NASA has announced that it plans to launch a new robotic lander, dubbed Dragonfly, to Titan, one of Saturn’s moons, in 2026. The lander will be quite different from rovers that have been sent to Mars in that it’s a multi-rotor vehicle meaning that it will take off and land at various sites around the moon world.

After the mission arrives at Titan in 2034 the rotorcraft will go to dozens of sites, carrying its entire science payload, to find out several things. It’ll teach us more about the atmosphere, surface, and subsurface levels of the moon, it’ll investigate how far prebiotic chemistry may have developed, and it’ll search for chemical evidence of past or existing life - if there is any.
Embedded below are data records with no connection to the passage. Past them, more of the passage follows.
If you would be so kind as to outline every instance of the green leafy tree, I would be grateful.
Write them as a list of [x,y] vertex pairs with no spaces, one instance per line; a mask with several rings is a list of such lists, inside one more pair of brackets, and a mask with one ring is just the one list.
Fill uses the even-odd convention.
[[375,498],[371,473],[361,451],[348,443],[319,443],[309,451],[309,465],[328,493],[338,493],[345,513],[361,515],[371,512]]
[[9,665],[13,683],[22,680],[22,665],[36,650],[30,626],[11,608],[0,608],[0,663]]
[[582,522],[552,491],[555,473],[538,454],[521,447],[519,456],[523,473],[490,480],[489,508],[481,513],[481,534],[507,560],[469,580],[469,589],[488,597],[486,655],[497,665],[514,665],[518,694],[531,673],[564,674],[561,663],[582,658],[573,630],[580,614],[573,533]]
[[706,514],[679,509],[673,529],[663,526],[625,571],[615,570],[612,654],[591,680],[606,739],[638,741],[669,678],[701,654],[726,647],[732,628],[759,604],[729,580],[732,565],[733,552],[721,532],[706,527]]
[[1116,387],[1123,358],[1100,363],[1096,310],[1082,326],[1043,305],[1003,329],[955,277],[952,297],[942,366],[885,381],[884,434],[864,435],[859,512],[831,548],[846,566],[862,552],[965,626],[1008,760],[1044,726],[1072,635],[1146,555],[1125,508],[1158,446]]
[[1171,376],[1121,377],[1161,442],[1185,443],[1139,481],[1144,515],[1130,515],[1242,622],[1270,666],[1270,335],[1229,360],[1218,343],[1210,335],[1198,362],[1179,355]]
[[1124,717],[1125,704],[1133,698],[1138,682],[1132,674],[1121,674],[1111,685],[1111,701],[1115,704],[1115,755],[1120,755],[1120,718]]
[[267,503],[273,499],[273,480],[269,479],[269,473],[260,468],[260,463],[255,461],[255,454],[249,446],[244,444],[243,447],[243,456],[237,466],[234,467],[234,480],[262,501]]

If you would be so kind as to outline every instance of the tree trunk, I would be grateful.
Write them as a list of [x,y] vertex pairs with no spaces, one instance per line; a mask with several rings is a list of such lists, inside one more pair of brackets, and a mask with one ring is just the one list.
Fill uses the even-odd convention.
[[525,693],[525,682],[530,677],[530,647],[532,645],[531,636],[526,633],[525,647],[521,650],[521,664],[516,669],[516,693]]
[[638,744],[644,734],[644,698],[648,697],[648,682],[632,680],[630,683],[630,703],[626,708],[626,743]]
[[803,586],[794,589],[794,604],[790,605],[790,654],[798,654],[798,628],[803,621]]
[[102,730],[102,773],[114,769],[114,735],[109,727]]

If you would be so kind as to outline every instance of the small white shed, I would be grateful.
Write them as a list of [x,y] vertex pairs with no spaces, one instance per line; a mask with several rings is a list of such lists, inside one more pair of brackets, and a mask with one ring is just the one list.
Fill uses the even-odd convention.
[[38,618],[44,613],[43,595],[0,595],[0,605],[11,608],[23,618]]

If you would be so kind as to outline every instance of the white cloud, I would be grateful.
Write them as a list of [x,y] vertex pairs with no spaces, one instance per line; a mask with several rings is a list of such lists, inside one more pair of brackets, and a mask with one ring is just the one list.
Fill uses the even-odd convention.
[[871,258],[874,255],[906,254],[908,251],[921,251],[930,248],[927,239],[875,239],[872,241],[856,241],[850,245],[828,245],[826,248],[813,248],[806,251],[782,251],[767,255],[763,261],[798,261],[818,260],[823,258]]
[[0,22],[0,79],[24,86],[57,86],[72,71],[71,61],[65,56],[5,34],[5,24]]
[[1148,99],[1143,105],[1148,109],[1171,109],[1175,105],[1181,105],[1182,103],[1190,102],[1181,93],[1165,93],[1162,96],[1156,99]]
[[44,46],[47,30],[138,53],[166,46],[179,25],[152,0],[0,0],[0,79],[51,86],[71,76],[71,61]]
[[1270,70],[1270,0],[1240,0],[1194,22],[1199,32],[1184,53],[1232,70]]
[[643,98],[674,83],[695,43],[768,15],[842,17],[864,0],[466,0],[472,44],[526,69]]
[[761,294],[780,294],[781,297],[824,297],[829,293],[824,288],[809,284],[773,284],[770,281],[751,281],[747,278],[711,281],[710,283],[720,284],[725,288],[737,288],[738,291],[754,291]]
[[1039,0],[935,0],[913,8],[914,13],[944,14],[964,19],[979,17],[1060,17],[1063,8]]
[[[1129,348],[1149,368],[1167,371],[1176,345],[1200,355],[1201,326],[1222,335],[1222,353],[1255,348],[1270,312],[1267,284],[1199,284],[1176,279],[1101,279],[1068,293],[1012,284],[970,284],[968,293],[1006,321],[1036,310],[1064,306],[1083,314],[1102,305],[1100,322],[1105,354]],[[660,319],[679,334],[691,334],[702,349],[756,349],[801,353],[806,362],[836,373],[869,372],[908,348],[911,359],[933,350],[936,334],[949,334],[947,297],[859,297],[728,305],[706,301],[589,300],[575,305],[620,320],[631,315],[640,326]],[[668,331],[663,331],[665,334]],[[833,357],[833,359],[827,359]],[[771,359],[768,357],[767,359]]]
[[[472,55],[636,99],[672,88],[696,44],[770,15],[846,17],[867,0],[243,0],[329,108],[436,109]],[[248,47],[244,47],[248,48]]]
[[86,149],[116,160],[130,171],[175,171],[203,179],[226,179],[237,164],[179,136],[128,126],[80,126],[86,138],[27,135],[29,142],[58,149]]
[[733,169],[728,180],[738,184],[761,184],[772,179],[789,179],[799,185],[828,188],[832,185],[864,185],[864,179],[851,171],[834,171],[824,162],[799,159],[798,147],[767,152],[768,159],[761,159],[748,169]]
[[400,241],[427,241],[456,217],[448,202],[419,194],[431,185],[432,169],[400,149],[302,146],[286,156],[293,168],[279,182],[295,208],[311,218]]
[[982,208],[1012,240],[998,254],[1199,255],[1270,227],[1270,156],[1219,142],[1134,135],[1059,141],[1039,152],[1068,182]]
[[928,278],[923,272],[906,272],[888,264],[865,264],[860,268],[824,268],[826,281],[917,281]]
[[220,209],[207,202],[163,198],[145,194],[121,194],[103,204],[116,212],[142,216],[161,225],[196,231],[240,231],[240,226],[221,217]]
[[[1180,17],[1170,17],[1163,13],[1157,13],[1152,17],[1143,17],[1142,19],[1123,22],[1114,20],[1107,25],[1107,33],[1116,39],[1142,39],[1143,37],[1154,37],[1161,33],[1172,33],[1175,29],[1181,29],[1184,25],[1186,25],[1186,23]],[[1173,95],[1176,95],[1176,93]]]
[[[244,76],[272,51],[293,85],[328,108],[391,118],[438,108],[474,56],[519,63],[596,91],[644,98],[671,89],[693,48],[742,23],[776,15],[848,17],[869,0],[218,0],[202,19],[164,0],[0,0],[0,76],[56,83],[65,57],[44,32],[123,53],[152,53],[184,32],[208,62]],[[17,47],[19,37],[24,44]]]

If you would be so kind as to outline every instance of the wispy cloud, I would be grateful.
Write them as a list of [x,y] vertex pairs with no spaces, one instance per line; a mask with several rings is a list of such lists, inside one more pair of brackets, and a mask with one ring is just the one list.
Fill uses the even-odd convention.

Discussing the mission, NASA Administrator, Jim Bridenstine, said:

“With the Dragonfly mission, NASA will once again do what no one else can do. Visiting this mysterious ocean world could revolutionize what we know about life in the universe. This cutting-edge mission would have been unthinkable even just a few years ago, but we’re now ready for Dragonfly’s amazing flight.”

Scientists believe that Titan is an interesting place to look for life in the universe because of its similarity to the very early Earth. It’s atmosphere is nitrogen-based similar to Earth, but unlike Earth, Titan has clouds and rain of methane. That rain, coupled with the wind that’s present on the satellite helps to create surfaces that are similar to those found on Earth such as dunes, rivers, lakes, seas, and deltas - there are even seasonal weather patterns.

Dragonfly is the fourth mission in the New Frontiers program. Mission #1 was the New Horizons mission which snapped the first pictures of Pluto in 2015, the second mission saw Juno travel to Jupiter making it the first solar-powered spacecraft to explore an outer planet, and the third mission was OSIRIS-REx which is set to return an asteroid sample back to Earth in September 2023.